As we hold the pilgrim in the safe place of deep listening the pilgrim can find God with in. As Chris Brown says: “Deep within the sanctuary of our soul we know [Jesus’] voice. To draw close to him is to encounter the giving and receiving flow of God’s Spirit, where we are fully love, fully known, and invited to participate in his life.”(4)

Spiritual direction is, in the end, always about God, and the pilgrim’s relationship with God. It does not matter what issue the pilgrim brings to begin with, we can start with anything, but before the end of the session we consciously open to God, who is indeed listening intently to each soul. As Thomas Merton says spiritual direction “is, in reality, nothing more than a way of leading us to see and obey the real Director—the Holy Spirit hidden in the depths of our soul.”(5)

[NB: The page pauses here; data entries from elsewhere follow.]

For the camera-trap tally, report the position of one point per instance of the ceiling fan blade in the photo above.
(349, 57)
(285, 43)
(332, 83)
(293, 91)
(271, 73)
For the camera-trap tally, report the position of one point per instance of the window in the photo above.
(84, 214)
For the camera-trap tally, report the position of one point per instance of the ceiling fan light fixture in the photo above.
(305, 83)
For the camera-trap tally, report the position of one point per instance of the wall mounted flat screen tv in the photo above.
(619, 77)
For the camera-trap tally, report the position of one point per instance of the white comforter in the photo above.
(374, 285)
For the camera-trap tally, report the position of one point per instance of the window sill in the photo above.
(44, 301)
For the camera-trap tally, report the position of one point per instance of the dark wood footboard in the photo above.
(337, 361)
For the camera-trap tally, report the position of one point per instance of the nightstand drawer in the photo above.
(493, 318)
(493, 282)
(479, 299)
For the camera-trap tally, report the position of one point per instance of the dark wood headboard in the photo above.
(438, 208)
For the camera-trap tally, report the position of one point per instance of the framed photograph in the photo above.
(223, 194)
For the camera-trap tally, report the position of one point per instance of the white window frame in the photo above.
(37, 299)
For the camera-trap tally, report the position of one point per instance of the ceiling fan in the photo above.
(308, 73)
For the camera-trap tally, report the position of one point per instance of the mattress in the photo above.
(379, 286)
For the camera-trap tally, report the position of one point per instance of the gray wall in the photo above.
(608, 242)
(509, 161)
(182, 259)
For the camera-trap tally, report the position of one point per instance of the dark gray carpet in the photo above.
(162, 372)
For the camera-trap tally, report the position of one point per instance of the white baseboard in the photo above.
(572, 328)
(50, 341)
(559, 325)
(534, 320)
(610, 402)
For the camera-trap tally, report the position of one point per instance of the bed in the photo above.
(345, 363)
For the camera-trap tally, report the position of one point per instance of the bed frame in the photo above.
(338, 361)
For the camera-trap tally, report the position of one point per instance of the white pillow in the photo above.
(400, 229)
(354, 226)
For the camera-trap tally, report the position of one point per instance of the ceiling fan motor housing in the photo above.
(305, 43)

As a pilgrim myself I find that speaking to a spiritual companion enables me to open myself out, and at last find what God is whispering to my heart. Spiritual companioning is like panning for gold.(6) Together we sift through the dirt and mess of our everyday lives and find a sparkling moment of treasure. The guide sits side by side, as it were, peering with the pilgrim, into the gold pan, occasionally suggesting he stay longer with something he has said, or notice what is happening as he says it—and the gold emerges. The companion’s skill is not in giving the answers but in having a hunch where to look for the treasure. Novelist Leah Swann says that one of the deep tasks of love is listening for the unspoken. Spiritual companions tune their ears to what is spoken and unspoken, to what is hidden, and what needs expression.

Often we are afraid of what we might discover if we look too deeply into our souls. Or we resist allowing God to see. As Barry and Connolly, spiritual directors themselves, point out: “Resistance often crystallizes around some kind of secret: There is something I don’t want the Lord, or my director (companion)—or frequently enough myself—to know about. The resistance begins to occur when the ‘secret’ gets close to the surface of awareness.”(7) If we are going to live in freedom the secret must eventually be discovered and shared. 

The gift of spiritual direction is not only for the pilgrim. Often as I listen to another sharing their soul, I recognise that God is speaking to me too. The discovery the pilgrim is making is also gift to the one who hears. In this safe space of vulnerable sharing we each discover things we did not know before, or things we knew but had not recognised. As we listen vulnerably together we become more like the God who is trinity whose “inner workings are held together by a self-giving, reciprocating and listening nature” as Adam MacHugh says, “The triune nature of God puts listening right at the centre of the universe. God is love, and love requires listening.”(8)

 Irene Alexander 2022

__________________________________________

  1.  Douglas V. Steere, “To listen another’s soul into a condition of disclosure” in Gleanings, 2000, v13, 3.
  2. Thomas Merton, “The Inner Experience: Notes on Contemplation (I),” Cistercian Studies,1983, 18, pp. 3–5. 
  3. Irene Alexander. “A Prophetic Mirror from “the Other,” in Companioning at the Edges, Melbourne: Wellspring, 2021, p62.
  4. Christopher Brown. Reflected Love: Companioning in the Way of Jesus. Eugene, OR: Wipf and Stock, 2012, pxiii.
  5. Thomas Merton. Spiritual Direction, http://www.ldysinger.com/@texts2/1962_merton/02_sp_dir.htm
  6. Janet Ruffing. Spiritual Direction: Beyond the Beginnings. New York: Paulist Press, 2000.
  7. William Barry and William Connolly. The Practice of Spiritual Direction. New York: HarperSanFrancisco, 98–99.
  8. Adam McHugh, The Listening Life: Embracing Attentiveness in a World of Distraction. Downers Grove, IL: IVP, 2015, p36.